Social Influence Flashcards
Social influence denfiniton?
As a change in an individuals’ thoughts, feeling, or behaviors caused by other people who may be actually present or whose presence is imagined, expected, or only implied
As an interpersonal process that can cause individuals to change their thoughts, feelings, or behaviors
Persuasion?
A type of social influence (involves attitudes, beliefs, or emotions specifically)

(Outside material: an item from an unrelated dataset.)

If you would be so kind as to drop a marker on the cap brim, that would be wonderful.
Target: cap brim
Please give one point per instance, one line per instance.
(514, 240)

Two types of social influence?
Informational:
Looking to others as valid sources of information
Seeking to be correct
Normative:
Striving to be consistent with social norms, standards, and conventions
Seeking approval
What underlies social
influence?
Six Principles of Influence = how are they often used?
Scarcity
Consistency
Reciprocity
Liking
Authority
Social Proof
These principles often used to achieve compliance:
adhering to a direct
request or giving into
overt social pressure
Scarcity, and why does it work?
Options and items are more valued when they are limited
Why is scarcity influential?
* Self-uniqueness
* Downward social comparison
* Status/Power
* Reactance (We don’t like to have our freedom restricted, unpleasant feeling when loosing opportunity)
Liking/Friendship?
Adherence to a request from a positively evaluated other
Liking can be based on physical attractiveness,
similarity, or familiarity
Commitment/Consistency?
People strive to be consistent with past
behavior and follow through on commitments
3 Tactics using the Commitment/Consistency Principle?
Foot-in-the-door:
People who agree to a small request first are more likely to agree to a larger request later
Low balling:
Making an attractive initial offer to induce a person to accept the offer and then making the terms less favorable
Bait-and-switch:
Enticing someone to psychologically commit to a product and then, suddenly, replacing it with a related product that is more expensive
What are the 3 Tactics using the Commitment/Consistency Principle based upon?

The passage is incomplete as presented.